Melissa Floca, an MBA student at Columbia University, provided a report about how she established a program in Mexico that instills the entrepreneurial spirit in middle-school students one of the poorer regions of the country. And the enthusiasm she got in return is an inspiring story.
More than any other force in the world, it’s the entrepreneurial spirit that can lift people out of their situations and drive new innovation. There are many ways this can happen. In a recent post, for example, Heather Clancy talked about the entrepreneur’s way around the funding dilemma, and how bootstrapping enterprises may be the best path to success.
Floca’s summer program, designed for 14-year-olds, wasn’t a dry review of case studies and theory, but rather, a “fun and interactive curriculum that teaches entrepreneurship through English language classes, art workshops, games and outdoor activities.” Guest speakers stopped by to share their experiences, including one of Mexico’s leading ice cream makers, in business for about 10 years.

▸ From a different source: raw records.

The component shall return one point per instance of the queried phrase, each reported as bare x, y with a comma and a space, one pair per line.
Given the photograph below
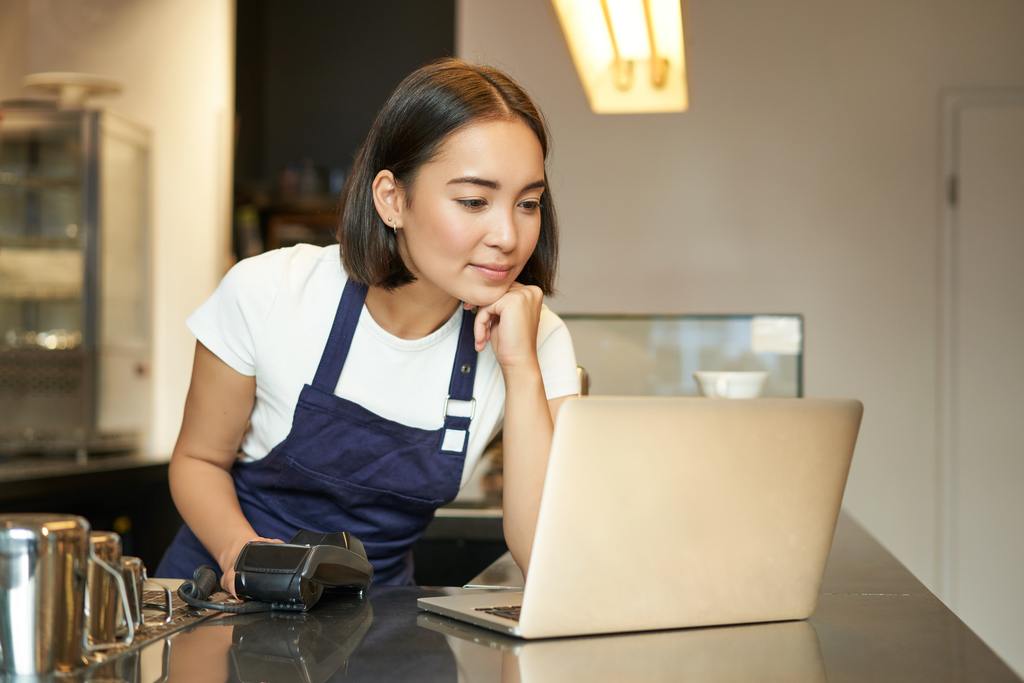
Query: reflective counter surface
875, 622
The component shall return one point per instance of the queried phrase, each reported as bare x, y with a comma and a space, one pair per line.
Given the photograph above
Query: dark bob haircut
429, 104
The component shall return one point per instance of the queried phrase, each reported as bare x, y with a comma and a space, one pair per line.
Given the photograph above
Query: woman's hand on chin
510, 325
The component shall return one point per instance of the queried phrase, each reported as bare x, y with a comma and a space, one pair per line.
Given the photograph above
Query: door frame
953, 102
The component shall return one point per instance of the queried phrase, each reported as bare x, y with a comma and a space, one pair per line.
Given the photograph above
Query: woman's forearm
525, 443
204, 494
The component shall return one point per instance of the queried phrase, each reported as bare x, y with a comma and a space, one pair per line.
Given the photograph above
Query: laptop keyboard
510, 612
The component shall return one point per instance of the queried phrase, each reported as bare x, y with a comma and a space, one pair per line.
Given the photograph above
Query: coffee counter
875, 622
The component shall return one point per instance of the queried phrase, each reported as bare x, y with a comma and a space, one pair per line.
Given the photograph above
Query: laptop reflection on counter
671, 512
783, 651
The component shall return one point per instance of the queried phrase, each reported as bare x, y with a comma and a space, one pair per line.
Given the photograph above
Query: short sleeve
556, 356
228, 323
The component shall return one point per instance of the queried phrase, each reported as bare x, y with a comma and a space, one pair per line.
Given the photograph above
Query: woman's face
475, 215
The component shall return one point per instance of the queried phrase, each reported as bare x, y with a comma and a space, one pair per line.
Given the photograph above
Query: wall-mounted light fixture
629, 53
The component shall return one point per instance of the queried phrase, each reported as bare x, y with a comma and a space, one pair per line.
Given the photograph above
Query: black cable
197, 592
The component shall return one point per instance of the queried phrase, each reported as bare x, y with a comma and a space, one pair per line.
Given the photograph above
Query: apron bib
343, 468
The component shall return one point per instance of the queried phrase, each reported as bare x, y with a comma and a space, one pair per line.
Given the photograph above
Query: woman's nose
504, 235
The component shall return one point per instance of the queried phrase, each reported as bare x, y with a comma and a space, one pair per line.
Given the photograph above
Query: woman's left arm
510, 325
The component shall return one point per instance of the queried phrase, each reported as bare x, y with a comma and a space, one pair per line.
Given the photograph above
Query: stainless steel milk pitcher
45, 561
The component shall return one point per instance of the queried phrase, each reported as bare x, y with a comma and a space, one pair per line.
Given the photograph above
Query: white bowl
730, 384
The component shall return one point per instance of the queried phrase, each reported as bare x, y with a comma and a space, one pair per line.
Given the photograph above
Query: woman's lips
493, 272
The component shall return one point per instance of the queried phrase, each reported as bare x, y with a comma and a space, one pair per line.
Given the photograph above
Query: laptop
780, 651
672, 512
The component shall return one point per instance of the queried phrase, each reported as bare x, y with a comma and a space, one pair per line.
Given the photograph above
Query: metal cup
43, 563
133, 572
107, 603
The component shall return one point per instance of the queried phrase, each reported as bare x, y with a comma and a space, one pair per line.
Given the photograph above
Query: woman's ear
388, 198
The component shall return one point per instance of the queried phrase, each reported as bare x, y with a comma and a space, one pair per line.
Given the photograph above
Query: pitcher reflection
271, 647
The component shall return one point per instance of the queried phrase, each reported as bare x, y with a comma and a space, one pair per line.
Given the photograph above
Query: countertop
873, 622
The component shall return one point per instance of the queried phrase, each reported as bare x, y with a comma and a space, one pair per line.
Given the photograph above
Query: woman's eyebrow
494, 184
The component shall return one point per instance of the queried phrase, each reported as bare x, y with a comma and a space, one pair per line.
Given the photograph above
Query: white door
984, 396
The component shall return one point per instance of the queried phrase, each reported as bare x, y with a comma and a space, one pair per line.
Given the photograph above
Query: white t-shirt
270, 316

The young campers also learned the four Ps of marketing (product, price, place and promotion), as well as the ins and outs of operating and financing a business. The camp was divided into groups, which came up with serious business plans for some unique ideas, including calendars featuring photos of local communities; a dance school; and an after-school tutoring service.
Whether it’s in an impoverished backwater, or within a division of a major corporation, teaching and instilling entrepreneurial thinking is smart business because it energizes people to think creatively and strive to build new forms of enterprise. This is the inspirational spirit that gave rise to Silicon Valley; this is what is reviving New Orleans, and this is will be the savior of calcified or moribund organizations.